Qui sont les électeurs des principaux candidats ? Quelles sont leurs forces et leurs faiblesses ? Réponse dans cette vaste étude menée par l’Ifop.

"Les sondages, ça va, ça vient c’est comme la queue du chien". Cette formule signée Valérie Pécresse comporte une certaine part de vérité puisqu’ils ne sont qu’une photographie de l’opinion à l’instant T. Mais à un mois du premier tour, prévu le 10 avril, il semble important d’analyser le rapport de force. Qui vote quoi ? Comment se positionnent les catégories sociales et les différentes classes d’âge ? Le rolling de l’Ifop- Fiducial pour LCI et Sud Radio apporte un éclairage précieux. Focus sur des résultats qui peuvent encore bouger durant la campagne électorale.

18-24 ans

Chez les néo-électeurs, Emmanuel Macron devance largement la concurrence avec 39% des suffrages.
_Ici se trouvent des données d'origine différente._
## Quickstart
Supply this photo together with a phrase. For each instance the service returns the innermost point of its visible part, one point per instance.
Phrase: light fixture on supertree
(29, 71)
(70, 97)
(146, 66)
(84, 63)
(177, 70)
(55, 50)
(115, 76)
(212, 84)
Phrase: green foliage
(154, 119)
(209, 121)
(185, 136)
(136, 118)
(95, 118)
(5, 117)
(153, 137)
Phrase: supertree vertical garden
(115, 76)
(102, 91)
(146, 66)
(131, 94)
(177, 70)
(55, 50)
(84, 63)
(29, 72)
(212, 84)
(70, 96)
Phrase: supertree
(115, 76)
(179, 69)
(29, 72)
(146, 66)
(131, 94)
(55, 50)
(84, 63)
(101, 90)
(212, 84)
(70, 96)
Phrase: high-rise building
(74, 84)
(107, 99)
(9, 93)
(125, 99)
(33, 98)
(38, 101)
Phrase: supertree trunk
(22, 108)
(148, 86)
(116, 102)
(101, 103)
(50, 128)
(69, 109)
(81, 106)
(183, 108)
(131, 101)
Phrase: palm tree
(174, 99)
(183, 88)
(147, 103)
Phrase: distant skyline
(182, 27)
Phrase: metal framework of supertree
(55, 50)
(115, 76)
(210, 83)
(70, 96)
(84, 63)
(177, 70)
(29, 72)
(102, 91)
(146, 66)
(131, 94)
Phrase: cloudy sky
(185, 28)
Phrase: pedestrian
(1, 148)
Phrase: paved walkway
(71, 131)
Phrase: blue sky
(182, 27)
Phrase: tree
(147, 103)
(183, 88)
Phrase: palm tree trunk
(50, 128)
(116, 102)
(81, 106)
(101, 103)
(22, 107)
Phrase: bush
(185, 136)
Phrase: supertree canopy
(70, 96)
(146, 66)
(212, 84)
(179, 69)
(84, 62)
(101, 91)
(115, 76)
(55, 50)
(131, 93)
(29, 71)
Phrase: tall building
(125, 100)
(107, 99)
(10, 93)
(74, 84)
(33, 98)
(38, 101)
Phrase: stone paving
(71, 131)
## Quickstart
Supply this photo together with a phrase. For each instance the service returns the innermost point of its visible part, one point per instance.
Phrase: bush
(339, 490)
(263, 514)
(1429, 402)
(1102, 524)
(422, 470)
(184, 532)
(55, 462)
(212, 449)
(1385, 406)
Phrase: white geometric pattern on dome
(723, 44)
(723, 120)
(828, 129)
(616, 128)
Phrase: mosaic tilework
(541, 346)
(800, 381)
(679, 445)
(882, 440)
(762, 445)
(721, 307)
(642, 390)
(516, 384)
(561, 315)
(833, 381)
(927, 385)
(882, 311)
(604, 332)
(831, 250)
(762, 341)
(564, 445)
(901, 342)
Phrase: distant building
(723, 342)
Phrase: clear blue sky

Marine Le Pen et Jean-Luc Mélenchon sont au coude à coude avec des scores estimés à 22% et 19%. Derrière, les autres candidats ne récoltent que des miettes. Notons la belle performance d’Anne Hidalgo créditée de 7% contre 2% au global. Elle devance l’écologiste Yannick Jadot (4%) qui, contrairement aux idées reçues, ne semble pas surperformer dans la jeunesse. À droite, Éric Zemmour est à la peine avec un score estimé à 6%. Enfin, LR est en voie de disparition dans la jeunesse puisque Valérie Pécresse est mesurée à 1%.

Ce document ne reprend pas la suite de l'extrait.